The levels at least are more complicated than you'd expect, with multiple paths, some basic puzzles, and some new environmental traps that feel like an ancient pyramid built by the guys who made the ship in Galaxy Quest. Fire jets, steam vents, moving platforms... every now and again it tries for something more realistic, like an actually pretty well done X-Mansion starting area (if you ignore that all the doors are locked) and a devastated city, only to realise that corridors and caves are more its bag. 

Weird things happen when it deviates from that template. Like this scene, where you stumble across a theatre like the one in Duke Nukem 3D, a comparison that doesn't exactly help crush the sudden worry that you just stumbled into the X-Men chilling out with some home-made mutant pornography.

The most annoying part of the game though is what you're meant to be doing, above and beyond making the X-Men look like cannon fodder. Both Apocalypse and his Mystery Ally are invulnerable to all attacks, which seems a bit unfair, with the exception being a weapon that has be gathered up while exploring the levels. If you don't get them all—and you don't get them with the All Weapons cheat—you're hosed.

While the game will warn you not to progress without the weapon piece, level-skipping renders the game unwinnable and it is possible to get to a boss without the complete set. At this point, Magneto's floating head appears to go "Oh, you silly..." and it's a good idea to imagine your character replying "Well, how am I even meant to assemble a superweapon with no hands?"

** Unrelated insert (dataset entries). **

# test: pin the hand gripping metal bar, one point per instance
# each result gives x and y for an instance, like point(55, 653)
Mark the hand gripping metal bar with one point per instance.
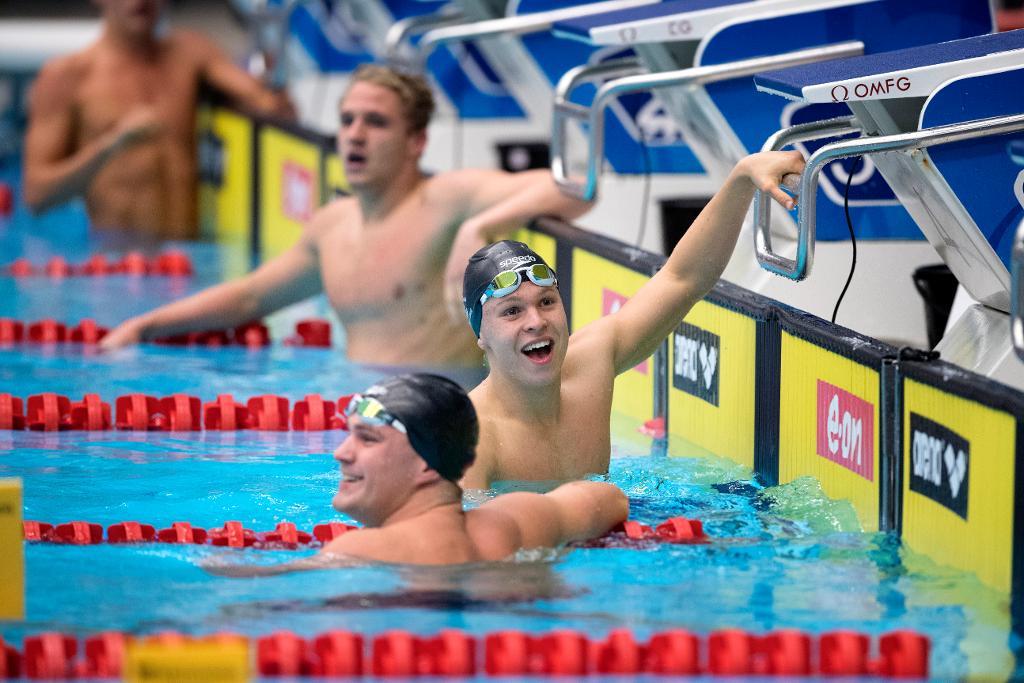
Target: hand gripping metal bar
point(799, 268)
point(401, 30)
point(1017, 295)
point(684, 77)
point(814, 130)
point(516, 26)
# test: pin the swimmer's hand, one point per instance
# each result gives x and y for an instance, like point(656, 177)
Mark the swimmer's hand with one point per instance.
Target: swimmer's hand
point(127, 334)
point(768, 171)
point(220, 565)
point(139, 124)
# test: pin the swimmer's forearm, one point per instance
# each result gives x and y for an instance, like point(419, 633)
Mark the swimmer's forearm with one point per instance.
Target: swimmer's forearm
point(47, 185)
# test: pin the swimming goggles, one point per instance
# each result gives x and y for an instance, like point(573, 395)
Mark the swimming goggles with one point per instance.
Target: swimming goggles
point(507, 282)
point(373, 413)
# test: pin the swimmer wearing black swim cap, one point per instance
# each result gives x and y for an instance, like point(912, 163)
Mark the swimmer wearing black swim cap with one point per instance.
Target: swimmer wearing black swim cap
point(437, 416)
point(545, 407)
point(410, 439)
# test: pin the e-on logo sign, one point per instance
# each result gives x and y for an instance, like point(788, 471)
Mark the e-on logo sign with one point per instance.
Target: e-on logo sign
point(696, 354)
point(940, 464)
point(846, 430)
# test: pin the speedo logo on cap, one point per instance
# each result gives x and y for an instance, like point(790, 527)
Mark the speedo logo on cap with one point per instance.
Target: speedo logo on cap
point(515, 260)
point(940, 464)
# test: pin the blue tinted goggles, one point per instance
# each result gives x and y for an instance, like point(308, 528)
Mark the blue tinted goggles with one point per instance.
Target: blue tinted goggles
point(507, 282)
point(373, 413)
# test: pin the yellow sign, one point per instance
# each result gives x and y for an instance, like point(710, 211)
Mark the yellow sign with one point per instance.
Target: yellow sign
point(711, 389)
point(600, 288)
point(223, 662)
point(11, 551)
point(828, 425)
point(289, 188)
point(958, 482)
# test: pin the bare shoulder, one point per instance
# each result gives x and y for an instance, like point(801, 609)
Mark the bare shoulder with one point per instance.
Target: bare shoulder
point(334, 215)
point(55, 84)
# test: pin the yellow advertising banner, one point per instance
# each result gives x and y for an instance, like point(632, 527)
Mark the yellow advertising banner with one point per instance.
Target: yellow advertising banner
point(289, 188)
point(11, 551)
point(958, 481)
point(712, 395)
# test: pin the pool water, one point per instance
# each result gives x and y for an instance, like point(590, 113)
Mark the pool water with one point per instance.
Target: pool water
point(780, 557)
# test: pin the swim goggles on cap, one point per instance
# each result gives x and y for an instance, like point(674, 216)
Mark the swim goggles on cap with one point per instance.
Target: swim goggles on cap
point(373, 413)
point(507, 282)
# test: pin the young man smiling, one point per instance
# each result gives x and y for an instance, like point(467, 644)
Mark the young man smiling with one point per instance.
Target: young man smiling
point(380, 255)
point(545, 407)
point(411, 439)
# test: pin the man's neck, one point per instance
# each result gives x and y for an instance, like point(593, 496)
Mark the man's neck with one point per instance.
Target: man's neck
point(378, 203)
point(443, 498)
point(532, 402)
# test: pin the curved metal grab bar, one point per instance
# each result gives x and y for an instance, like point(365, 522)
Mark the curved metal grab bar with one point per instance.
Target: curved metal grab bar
point(411, 26)
point(813, 130)
point(565, 110)
point(1017, 295)
point(800, 267)
point(684, 77)
point(517, 26)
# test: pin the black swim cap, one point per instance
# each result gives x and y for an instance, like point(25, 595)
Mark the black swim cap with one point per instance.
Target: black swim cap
point(483, 265)
point(439, 419)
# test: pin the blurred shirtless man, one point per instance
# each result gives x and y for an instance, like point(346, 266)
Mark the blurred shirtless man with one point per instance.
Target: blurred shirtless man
point(410, 440)
point(545, 407)
point(380, 255)
point(115, 123)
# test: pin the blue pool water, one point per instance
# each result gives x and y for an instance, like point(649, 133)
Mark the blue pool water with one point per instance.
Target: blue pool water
point(782, 557)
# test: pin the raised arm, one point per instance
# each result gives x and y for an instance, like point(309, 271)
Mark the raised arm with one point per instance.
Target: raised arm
point(53, 170)
point(283, 281)
point(499, 203)
point(696, 262)
point(574, 511)
point(220, 73)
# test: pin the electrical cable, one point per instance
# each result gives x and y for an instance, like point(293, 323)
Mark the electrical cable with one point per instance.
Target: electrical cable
point(853, 239)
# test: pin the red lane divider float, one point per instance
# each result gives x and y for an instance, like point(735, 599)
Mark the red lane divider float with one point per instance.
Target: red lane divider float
point(311, 333)
point(232, 535)
point(133, 263)
point(286, 536)
point(450, 652)
point(50, 412)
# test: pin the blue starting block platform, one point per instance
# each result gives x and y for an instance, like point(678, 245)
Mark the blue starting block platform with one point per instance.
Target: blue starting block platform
point(944, 124)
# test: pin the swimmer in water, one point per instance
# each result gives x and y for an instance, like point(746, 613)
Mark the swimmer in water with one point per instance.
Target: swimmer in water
point(411, 439)
point(116, 122)
point(545, 407)
point(389, 256)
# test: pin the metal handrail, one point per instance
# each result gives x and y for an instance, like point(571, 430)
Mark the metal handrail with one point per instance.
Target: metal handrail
point(411, 26)
point(565, 110)
point(1017, 294)
point(804, 132)
point(594, 115)
point(517, 26)
point(800, 267)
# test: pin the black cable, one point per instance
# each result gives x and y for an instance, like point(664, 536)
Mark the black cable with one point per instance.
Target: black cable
point(853, 240)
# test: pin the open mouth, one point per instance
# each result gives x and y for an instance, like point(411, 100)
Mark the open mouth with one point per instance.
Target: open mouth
point(354, 162)
point(539, 351)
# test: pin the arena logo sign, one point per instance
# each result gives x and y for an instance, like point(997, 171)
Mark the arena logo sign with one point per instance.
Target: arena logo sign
point(696, 353)
point(611, 301)
point(940, 464)
point(864, 90)
point(846, 430)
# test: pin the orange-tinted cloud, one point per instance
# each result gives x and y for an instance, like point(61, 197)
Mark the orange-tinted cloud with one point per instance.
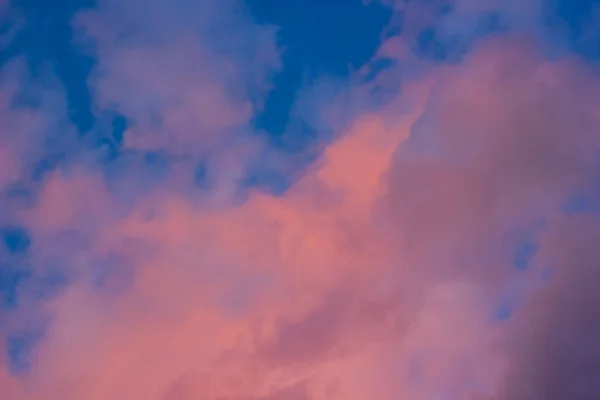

However, this being Quake, there's no backtracking. You miss a piece, fairly or by cheating a little—ahem—and you're hosed. The villains just laugh at your heroism. Or ignore it completely. Maybe they just have really good poker faces.

Because of this superweapon, and about 12 levels of this game being eleven and a half too many to wade through without a cheat code of some description, I don't know how this one ends. In my case, it ended on a platform with Mr. Sinister, with him occasionally teleporting around but otherwise completely ignoring every attempt to end the game. 

This being the Quake engine, I think we can probably assume the ending is a cinematic masterpiece that would make Pixar's best artists put down their pens, silently drive to the ocean, and walk into the water until it covered both their heads and their shame at never having a hope of living up to its artistry.

Or possibly a text crawl/still image.

If you'd like to find out for yourself though, good news! While this was a commercial release back in the day, the developers released it for free a while ago, much like the monkeys in Outbreak released the plague, but never mind. If you've got a copy of Quake, just drop the files into the folder and run xmen.bat. It's also apparently compatible with this alternative engine, if you don't own Quake. The soundtrack's available separately.

For the time, the model work is actually pretty good. At the very least, it used a wider palette than Quake's default sludge brown and sewer green. Certainly, it's impressive when you consider that Quake proper tried to pass a snotty hankie off as a demon. And it's far from the worst X-Men game ever, given that LJN's The Uncanny X-Men for the NES still exists. So, you know, there's that.

...

Nah. Generosity feels weird and wrong. I don't think I'll bother trying that again.